I have a text file with two bytes without ascii (0xFF and 0xFE):
??58832520.3,ABC 348384,DEF
Volume for this file:
FF FE 35 38 38 33 32 35 32 30 2E 33 2C 41 42 43 0A 33 34 38 33 38 34 2C 44 45 46
It seems that FF and FE are leading bytes (they exist in my whole file, although it seems to always be at the beginning of the line).
I am trying to remove these bytes with sed, but none of this looks like them.
$ sed 's/[^a-zA-Z0-9\,]//g' test.csv ??588325203,ABC 348384,DEF $ sed 's/[a-zA-Z0-9\,]//g' test.csv ??.
The main question is: how do I remove these bytes? Bonus question: two regular expressions are direct negatives, so one of them should logically filter these bytes, right? Why do both of these regular expressions correspond to bytes 0xFF and 0xFE?
Update: A direct approach to removing a range of hex bytes (suggested by the two answers below) seems to cut off the first βlegitimateβ byte from each line and leaves the bytes that I'm trying to get rid of:
$sed 's/[\x80-\xff]//' test.csv ??8832520.3,ABC 48384,DEF FF FE 38 38 33 32 35 32 30 2E 33 2C 41 42 43 0A 34 38 33 38 34 2C 44 45 46 0A
Note the absence of β5β and β3β at the beginning of each line, and a new 0A is added at the end of the file.
Bigger update . This problem seems to be system dependent.
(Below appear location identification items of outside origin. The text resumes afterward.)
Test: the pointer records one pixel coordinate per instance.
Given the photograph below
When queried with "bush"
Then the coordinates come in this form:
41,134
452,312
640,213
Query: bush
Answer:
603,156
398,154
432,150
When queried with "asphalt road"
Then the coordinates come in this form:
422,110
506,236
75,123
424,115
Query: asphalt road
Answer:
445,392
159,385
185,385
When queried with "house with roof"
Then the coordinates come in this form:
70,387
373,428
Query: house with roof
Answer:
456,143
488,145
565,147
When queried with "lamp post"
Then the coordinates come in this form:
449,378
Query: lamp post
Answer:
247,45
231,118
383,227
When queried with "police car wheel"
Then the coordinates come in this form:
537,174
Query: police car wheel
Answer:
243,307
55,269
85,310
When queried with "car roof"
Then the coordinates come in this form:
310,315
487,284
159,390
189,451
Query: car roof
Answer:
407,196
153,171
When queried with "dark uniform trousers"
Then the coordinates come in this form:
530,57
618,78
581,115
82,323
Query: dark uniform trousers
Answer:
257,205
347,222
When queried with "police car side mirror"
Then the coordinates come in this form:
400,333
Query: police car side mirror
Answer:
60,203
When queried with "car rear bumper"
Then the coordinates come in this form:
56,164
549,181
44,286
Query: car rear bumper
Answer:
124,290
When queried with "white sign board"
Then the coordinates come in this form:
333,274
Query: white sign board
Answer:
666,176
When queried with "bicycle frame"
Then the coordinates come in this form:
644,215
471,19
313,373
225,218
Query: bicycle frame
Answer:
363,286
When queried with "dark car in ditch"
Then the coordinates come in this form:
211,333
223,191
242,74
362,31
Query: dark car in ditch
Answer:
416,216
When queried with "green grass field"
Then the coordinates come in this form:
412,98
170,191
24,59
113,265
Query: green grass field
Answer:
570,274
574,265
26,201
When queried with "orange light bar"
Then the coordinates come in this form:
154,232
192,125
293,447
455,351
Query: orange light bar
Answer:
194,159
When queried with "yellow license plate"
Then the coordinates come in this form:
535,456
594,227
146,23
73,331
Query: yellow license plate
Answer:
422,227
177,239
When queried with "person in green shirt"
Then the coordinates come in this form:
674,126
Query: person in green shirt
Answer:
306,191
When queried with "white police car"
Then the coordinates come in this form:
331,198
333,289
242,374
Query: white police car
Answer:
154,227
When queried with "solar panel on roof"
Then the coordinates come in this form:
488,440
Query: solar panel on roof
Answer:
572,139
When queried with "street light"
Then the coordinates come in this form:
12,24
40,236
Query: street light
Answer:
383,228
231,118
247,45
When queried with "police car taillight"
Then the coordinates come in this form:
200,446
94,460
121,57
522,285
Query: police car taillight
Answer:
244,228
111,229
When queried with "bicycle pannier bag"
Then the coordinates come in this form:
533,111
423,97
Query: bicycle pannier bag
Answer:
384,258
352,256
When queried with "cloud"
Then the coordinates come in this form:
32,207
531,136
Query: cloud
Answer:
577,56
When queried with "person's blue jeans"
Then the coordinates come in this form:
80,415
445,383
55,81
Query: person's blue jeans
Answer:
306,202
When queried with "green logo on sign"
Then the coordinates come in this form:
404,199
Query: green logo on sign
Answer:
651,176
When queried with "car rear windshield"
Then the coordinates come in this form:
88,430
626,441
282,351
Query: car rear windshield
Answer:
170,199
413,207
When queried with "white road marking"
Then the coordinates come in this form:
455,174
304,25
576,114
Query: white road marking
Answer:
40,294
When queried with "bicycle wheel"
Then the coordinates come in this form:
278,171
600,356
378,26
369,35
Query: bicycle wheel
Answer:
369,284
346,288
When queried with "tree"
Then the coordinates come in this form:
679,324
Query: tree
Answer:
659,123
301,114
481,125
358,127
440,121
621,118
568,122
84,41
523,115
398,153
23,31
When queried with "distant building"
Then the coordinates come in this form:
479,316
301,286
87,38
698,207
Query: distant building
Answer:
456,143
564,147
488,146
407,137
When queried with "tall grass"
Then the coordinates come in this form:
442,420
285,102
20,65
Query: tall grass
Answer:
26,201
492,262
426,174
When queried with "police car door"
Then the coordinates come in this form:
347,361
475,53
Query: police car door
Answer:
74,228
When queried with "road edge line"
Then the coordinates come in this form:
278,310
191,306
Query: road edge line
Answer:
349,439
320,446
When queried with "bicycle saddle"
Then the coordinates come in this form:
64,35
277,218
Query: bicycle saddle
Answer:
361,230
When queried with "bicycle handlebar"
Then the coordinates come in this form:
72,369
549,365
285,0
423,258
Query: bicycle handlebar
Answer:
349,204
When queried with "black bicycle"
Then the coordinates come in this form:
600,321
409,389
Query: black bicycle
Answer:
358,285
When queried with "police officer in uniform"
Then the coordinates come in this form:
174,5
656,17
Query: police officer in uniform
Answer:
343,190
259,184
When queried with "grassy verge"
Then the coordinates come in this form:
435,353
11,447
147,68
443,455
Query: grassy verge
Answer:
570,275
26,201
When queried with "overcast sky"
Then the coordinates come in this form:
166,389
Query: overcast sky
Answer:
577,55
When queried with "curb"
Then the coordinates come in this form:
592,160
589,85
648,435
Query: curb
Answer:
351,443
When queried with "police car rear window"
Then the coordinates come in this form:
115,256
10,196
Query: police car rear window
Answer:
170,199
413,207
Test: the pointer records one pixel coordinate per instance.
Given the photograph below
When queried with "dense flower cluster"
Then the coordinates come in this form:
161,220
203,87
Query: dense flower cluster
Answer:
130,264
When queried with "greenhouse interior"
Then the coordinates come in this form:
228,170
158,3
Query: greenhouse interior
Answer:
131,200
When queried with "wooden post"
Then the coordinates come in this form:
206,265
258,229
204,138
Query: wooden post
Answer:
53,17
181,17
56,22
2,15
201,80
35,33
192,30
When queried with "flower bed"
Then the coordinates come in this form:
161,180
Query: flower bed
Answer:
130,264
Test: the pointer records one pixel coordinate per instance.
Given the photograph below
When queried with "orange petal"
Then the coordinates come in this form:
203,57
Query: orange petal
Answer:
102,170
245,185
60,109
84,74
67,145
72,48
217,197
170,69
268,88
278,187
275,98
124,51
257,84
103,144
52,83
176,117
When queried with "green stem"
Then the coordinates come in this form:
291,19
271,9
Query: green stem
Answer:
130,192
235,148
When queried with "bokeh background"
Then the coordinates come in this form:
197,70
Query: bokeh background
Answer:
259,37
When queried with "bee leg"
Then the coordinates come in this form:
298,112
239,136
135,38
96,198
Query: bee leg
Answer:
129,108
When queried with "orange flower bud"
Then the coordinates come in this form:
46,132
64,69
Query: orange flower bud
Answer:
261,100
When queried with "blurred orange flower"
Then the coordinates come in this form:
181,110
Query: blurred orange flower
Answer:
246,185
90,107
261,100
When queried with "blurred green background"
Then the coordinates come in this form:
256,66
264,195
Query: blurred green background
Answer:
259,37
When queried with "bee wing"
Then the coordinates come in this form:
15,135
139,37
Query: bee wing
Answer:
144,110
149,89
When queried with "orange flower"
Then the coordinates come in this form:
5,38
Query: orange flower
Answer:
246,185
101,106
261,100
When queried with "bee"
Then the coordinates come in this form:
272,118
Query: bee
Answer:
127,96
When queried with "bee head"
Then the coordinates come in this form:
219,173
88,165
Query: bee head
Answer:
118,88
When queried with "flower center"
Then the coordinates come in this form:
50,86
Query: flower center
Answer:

The problem was observed in OSX, but the sentences (including my original sed expression above) work, as I expect, they are on NetBSD.
Solution : the same task seems quite simple via Perl:
$ perl -pe 's/^\xFF\xFE//' test.csv 58832520.3,ABC 348384,DEF
However, I will leave this question open, as this is only a workaround and does not explain what the problem is with sed.